The object of the Editors of this series is a very definite one. They desire above all things that, in their humble way, these books shall be the ambassadors of goodwill and understanding between East and West—the old world of Thought and the new of Action. In this endeavour, and in their own sphere, they are but followers of the highest example in the land. They are confident that a deeper knowledge of the great ideals and lofty philosophy of Oriental thought may help to a revival of that true spirit of Charity which neither despises nor fears the nations of another creed and colour.
L. CRANMER-BYNG.
S. A. KAPADIA.
Northbrook Society,
21 Cromwell Road,
Kensington, S. W.
Let us imagine we are in a village of an Aryan tribe in the Eastern Panjab something more than thirty centuries ago. It is made up of a few large huts, round which cluster smaller ones, all of them rudely built, mostly of bamboo; in the other larger ones dwell the heads of families, while the smaller ones shelter their kinsfolk and followers, for this is a patriarchal world, and the housefather gives the law to his household. The people are mostly a comely folk, tall and clean-limbed, and rather fair of skin, with well-cut features and straight noses; but among them are not a few squat and ugly men and women, flat-nosed and nearly black in colour, who were once the free dwellers in this land, and now have become slaves or serfs to their Aryan conquerors. Around the village are fields where bullocks are dragging rough ploughs; and beyond these are woods and moors in which lurk wild men, and beyond these are the lands of other Aryan tribes. Life in the village is simple and rude, but not uneventful, for the village is part of a tribe, and tribes are constantly fighting with one another, as well as with the dark-skinned men who often try to drive back the Aryans, sometimes in small forays and sometimes in massed hordes. But the world in which the village is interested is a small one, and hardly extends beyond the bounds of the land where its tribe dwells.
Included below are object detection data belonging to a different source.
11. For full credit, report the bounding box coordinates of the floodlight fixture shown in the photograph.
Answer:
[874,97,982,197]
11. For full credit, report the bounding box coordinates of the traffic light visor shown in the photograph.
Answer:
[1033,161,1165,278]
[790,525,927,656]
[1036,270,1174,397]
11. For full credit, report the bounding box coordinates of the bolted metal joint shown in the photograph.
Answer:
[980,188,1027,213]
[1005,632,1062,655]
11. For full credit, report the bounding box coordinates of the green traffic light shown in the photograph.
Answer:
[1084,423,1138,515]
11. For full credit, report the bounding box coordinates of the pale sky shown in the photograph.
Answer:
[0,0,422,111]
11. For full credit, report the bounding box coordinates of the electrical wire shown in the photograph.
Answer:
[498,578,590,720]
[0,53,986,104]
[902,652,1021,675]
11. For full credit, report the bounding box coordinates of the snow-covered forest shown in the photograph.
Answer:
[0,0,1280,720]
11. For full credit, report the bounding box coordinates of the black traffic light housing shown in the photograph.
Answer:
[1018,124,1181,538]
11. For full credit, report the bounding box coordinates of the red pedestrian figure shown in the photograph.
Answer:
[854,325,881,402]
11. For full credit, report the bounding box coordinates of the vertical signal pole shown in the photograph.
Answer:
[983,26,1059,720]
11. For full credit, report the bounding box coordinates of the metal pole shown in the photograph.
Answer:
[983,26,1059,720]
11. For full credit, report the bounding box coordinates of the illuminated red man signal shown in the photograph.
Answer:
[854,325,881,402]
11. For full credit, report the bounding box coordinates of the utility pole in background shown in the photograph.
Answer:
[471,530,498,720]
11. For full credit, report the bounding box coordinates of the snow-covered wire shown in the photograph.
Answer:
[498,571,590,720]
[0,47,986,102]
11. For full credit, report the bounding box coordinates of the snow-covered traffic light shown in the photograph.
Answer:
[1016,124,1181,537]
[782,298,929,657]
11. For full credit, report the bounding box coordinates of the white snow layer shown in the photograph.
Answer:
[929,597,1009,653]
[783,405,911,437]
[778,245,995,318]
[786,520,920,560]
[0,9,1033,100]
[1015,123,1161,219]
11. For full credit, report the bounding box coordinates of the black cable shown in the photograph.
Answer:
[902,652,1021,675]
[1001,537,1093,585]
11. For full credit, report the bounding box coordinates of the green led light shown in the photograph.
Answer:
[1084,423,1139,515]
It knows something of the land of the Five Rivers, in one corner of which it lives, and something even of the lands to the north of it, and to the west as far as the mountains and deserts, where live men of its own kind and tongue; but beyond these limits it has no knowledge. Only a few bold spirits have travelled eastward across the high slope that divides the land of the Five Rivers from the strange and mysterious countries around the great rivers Gaṅgā and Yamunā, the unknown land of deep forests and swarming dark-skinned men.